At the end of the walk we stopped at a Foston’s Ash Inn, a country pub, for lunch. As we chatted with the other six walkers, they all had suggestions for places we should visit and areas to walk, and Penny jotted notes for us to refer in the weeks ahead.
This was a great introduction to the SRC walking group, so in the following weeks, we joined them for a number of other walks over the rolling countryside. The footpaths crisscrossed pastures and fields, down old farm lanes and through woods; we traversed walls and fences over stiles of every type. We chatted with our new friends almost every step of the way, learning about the history of the area, both ancient and modern, and we all learned about each other, sharing our lives as we walked together. This was indeed the best part of the walks.

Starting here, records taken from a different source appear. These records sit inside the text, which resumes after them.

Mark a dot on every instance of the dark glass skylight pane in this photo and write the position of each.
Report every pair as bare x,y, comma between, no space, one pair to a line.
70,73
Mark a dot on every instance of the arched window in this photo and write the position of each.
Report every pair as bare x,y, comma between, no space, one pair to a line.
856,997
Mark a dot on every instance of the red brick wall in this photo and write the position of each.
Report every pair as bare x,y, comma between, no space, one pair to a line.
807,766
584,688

The 7-mile Arlingham Circular, was led by Trevor on August 13th and took us along the Severn River. The highlight of this stroll was the spotting of the Severn bore by Geoff.
Another source for local walks we discovered in the local Selsley Community Group’s monthly brochure. One of their walks was led by Fran, a woman whom we had met along with her husband at the recent Cricket Club fundraiser. We joined them and another six or so locals on this walk that took us up hillsides covered with grapevines, across pastures, and down country lanes.
We also read about the guided Cotswold Voluntary Warden’s walks, and chose a 6-mile walk that left from the Seven Springs Inn outside Cheltenham. The footpath took us to Upper Coberley then along The Gloucestershire Way to Pegglesworth before returning along The Cotswold Way via Wistley Hill.
So many places to explore, and however long we were staying, there would never be enough time to see it all. Of all the wonderful things we did discover, the beauty of the area, and the friendliness of the people made our ramblings throughout the Cotswolds a series of memorable adventures.